We are never, ever, ever going to have flying cars. But it will be a long time before we stop wanting them.
Last month, I had a brief period of rage-blindness after yet another flying car was unveiled at some auto show or tech conference.
The body of the prototype should be smashed apart with sledgehammers and the engine flung into an active volcano. It would be a better use of the resources than building another useless flying car.
Flying cars are impossible. Not because you can’t build one! No, we can definitely build compact flying machines. But because our physical and social infrastructure cannot handle them.
The physical part is obvious. We’d have to build innumerable control towers, landing strips, and radar systems.
The social part is where we run into an even bigger problem.
We’d need hundreds, thousands more air traffic controllers, not to mention a vast army of flight instructors, ground crew, and newly trained maintenance personnel. Building up the infrastructure for flying cars would be akin to building up an army to fight a world war.
Would you be happy if your taxes were doubled so that people making $250,000 a year or more could fly to work?
One of the most famous stories in technology is that of the QWERTY keyboard. This is the fable of technological lock in: old typewriters were built with the top row of letters starting with QWERTY, because the keys were less likely to jam. Then we taught everyone how to type using this layout. Now jammed keys aren’t an issue, but if you changed it…

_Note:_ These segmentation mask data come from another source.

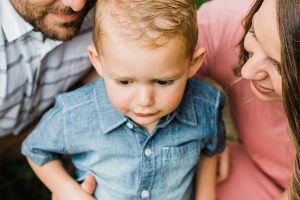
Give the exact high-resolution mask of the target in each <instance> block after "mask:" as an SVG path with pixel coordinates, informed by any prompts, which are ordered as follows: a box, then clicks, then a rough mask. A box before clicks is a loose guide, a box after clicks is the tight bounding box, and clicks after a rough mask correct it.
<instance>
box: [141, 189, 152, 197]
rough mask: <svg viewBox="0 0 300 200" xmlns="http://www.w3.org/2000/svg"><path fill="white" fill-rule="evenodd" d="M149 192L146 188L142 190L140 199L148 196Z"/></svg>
mask: <svg viewBox="0 0 300 200" xmlns="http://www.w3.org/2000/svg"><path fill="white" fill-rule="evenodd" d="M149 195H150V193H149V191H148V190H143V191H142V193H141V197H142V199H145V198H147V197H149Z"/></svg>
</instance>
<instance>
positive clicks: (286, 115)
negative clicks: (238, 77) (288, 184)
mask: <svg viewBox="0 0 300 200" xmlns="http://www.w3.org/2000/svg"><path fill="white" fill-rule="evenodd" d="M262 3H263V0H257V1H256V2H255V4H254V5H253V7H252V8H251V10H250V12H249V14H248V15H247V16H246V18H245V21H244V28H245V35H246V34H247V32H248V30H249V29H250V27H251V23H252V18H253V15H254V14H255V13H256V12H257V10H258V9H259V8H260V6H261V5H262ZM277 16H278V18H277V20H278V24H279V26H278V29H279V37H280V44H281V68H280V72H281V77H282V98H283V105H284V110H285V115H286V117H287V121H288V124H289V127H290V130H291V134H292V138H293V142H294V145H295V151H296V159H295V165H294V173H293V177H292V183H291V188H290V199H291V200H299V199H300V2H299V0H277ZM245 35H244V37H243V39H242V40H241V42H240V44H239V46H240V62H239V67H238V68H236V69H235V71H234V72H235V74H236V75H237V76H241V74H240V72H241V68H242V66H243V65H244V64H245V62H246V61H247V59H248V57H249V55H248V52H247V51H246V50H245V48H244V38H245Z"/></svg>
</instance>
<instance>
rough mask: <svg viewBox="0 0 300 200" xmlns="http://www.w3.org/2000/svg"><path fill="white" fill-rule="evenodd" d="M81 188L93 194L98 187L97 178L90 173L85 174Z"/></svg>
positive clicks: (82, 182) (81, 185) (86, 192)
mask: <svg viewBox="0 0 300 200" xmlns="http://www.w3.org/2000/svg"><path fill="white" fill-rule="evenodd" d="M81 188H82V189H83V190H84V191H85V192H86V193H88V194H90V195H92V194H93V193H94V191H95V188H96V180H95V178H94V177H93V176H92V175H90V174H87V175H86V176H85V179H84V181H83V182H82V183H81Z"/></svg>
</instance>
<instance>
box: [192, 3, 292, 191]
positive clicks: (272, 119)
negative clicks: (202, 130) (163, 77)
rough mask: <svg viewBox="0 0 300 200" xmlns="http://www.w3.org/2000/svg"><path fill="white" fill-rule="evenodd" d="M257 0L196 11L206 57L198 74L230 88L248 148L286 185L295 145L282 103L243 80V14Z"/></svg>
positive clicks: (262, 168)
mask: <svg viewBox="0 0 300 200" xmlns="http://www.w3.org/2000/svg"><path fill="white" fill-rule="evenodd" d="M252 2H253V0H242V1H241V0H240V1H238V0H214V1H210V2H208V3H206V4H204V5H203V6H202V7H201V8H200V9H199V11H198V26H199V40H198V43H199V46H203V47H205V48H207V53H208V54H207V59H206V61H205V63H204V65H203V66H202V68H201V72H199V73H198V74H197V76H198V77H202V76H203V75H207V74H208V75H210V76H211V77H212V78H213V79H214V80H216V81H217V82H218V83H219V84H220V85H221V86H222V88H223V90H224V91H225V92H226V93H227V96H228V100H229V102H230V105H231V106H230V107H231V114H232V118H233V122H234V124H235V126H236V129H237V132H238V136H239V138H240V140H241V143H242V144H243V145H244V147H245V149H246V151H247V152H248V153H249V155H250V156H251V158H252V159H253V161H254V162H255V163H256V164H257V166H258V167H259V168H261V170H263V171H264V172H265V173H266V174H267V175H268V176H270V178H272V179H273V180H274V181H275V182H277V183H278V184H279V185H281V186H282V187H284V188H286V186H287V184H288V183H289V180H290V174H291V171H292V166H293V157H294V154H293V150H292V149H293V145H292V140H291V138H290V133H289V130H288V126H287V123H286V121H285V116H284V112H283V107H282V104H281V103H280V102H264V101H261V100H259V99H258V98H256V96H255V95H254V94H253V93H252V91H251V89H250V84H249V81H248V80H239V81H238V79H239V78H237V77H236V76H235V75H234V74H233V71H232V69H233V68H235V67H236V66H237V63H238V54H239V49H238V48H237V47H236V45H237V44H238V42H239V41H240V39H241V37H242V34H243V27H242V19H243V18H244V17H245V16H246V14H247V12H248V10H249V8H250V7H251V5H252Z"/></svg>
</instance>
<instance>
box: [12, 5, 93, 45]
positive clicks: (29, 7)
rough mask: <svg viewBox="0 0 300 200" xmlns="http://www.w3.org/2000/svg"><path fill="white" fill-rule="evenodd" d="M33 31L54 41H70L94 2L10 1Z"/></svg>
mask: <svg viewBox="0 0 300 200" xmlns="http://www.w3.org/2000/svg"><path fill="white" fill-rule="evenodd" d="M10 1H11V3H12V5H13V6H14V8H15V9H16V11H17V12H18V13H19V14H20V15H21V16H22V17H23V18H24V19H25V20H26V21H27V22H28V23H30V24H31V25H32V26H33V27H34V30H35V31H40V32H42V33H43V34H44V35H45V37H47V38H50V39H54V40H63V41H64V40H70V39H72V38H73V37H74V36H75V35H76V34H77V33H78V32H79V29H80V27H81V24H82V22H83V20H84V17H85V16H86V14H87V13H88V11H89V10H90V9H91V8H92V7H93V6H94V4H95V0H10Z"/></svg>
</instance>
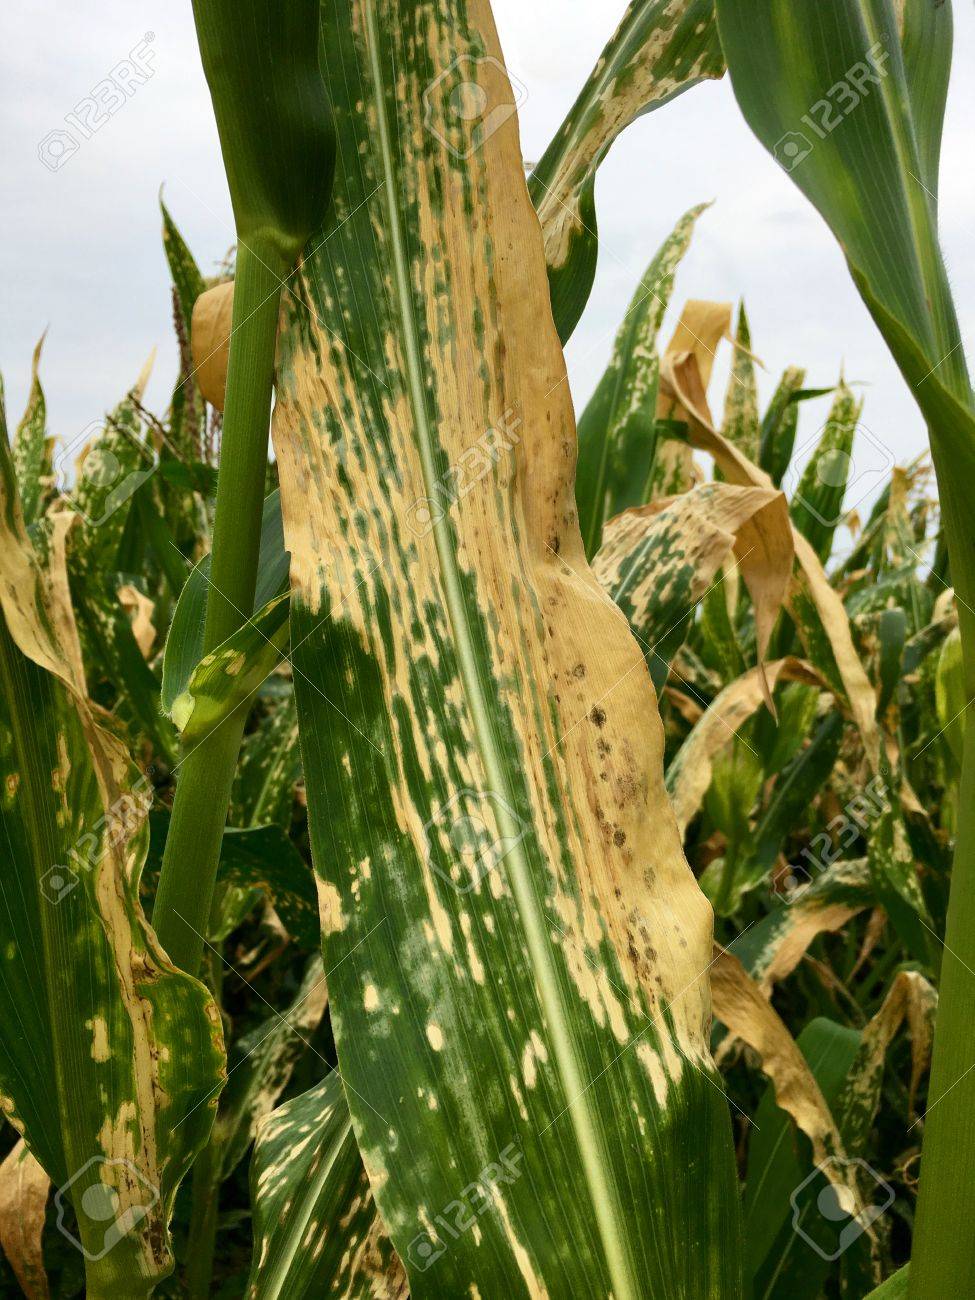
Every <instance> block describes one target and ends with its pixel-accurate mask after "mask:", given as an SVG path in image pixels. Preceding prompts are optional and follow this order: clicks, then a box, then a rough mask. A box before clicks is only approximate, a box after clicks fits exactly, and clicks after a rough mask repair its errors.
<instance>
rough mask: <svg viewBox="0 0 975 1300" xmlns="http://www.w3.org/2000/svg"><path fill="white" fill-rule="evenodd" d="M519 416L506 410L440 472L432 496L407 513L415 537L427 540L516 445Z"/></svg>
mask: <svg viewBox="0 0 975 1300" xmlns="http://www.w3.org/2000/svg"><path fill="white" fill-rule="evenodd" d="M520 426H521V417H520V416H517V415H515V411H513V409H512V408H511V407H508V409H507V411H506V412H504V413H503V415H502V417H500V419H499V420H498V421H497V422H495V424H493V425H491V426H490V429H486V430H485V432H484V433H482V434H481V437H480V438H478V439H477V441H476V442H472V443H471V446H469V447H465V448H464V450H463V451H461V452H460V455H459V456H458V459H456V460H455V461H454V464H451V465H448V468H447V469H445V471H443V473H442V474H441V477H439V478H438V480H437V482H435V484H434V485H433V487H432V495H429V497H420V498H419V499H417V500H415V502H413V503H412V504H411V506H409V508H408V510H407V524H408V526H409V530H411V532H412V533H413V534H415V536H416V537H426V534H428V533H429V532H432V530H433V529H434V528H435V525H437V524H438V523H439V521H441V520H442V519H443V516H445V515H446V513H447V511H448V510H450V508H451V507H452V506H456V503H458V502H460V500H463V499H464V497H467V494H468V493H471V491H473V490H474V487H476V486H477V485H478V484H480V482H481V480H482V478H484V477H485V476H486V474H489V473H490V472H491V471H493V469H494V467H495V465H497V464H498V463H499V460H500V458H502V455H503V454H504V452H506V451H511V450H512V448H513V447H515V446H517V442H519V432H517V430H519V429H520Z"/></svg>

That’s lock in, the place where hard technology (we can make better keyboards!) meets practical social reality (I am not bloody learning to type again!).
But we will continue to see inventors crank out flying cars, and we’ll still see people who will want them.
That’s also part of our social infrastructure. The 20th century trained those of us in the industrialized west to want and expect certain things: personal transport, “labour saving” gadgets, and steady progress. We have cars, so we want cars that are faster or better or shinier. Or that can fly, sure.
We expect progress along lines we can easily imagine. That’s why we’ve been waiting for flying cars for 80 years, but no one expected the smart phone.
The next big thing? You don’t want it, because you haven’t imagined it yet.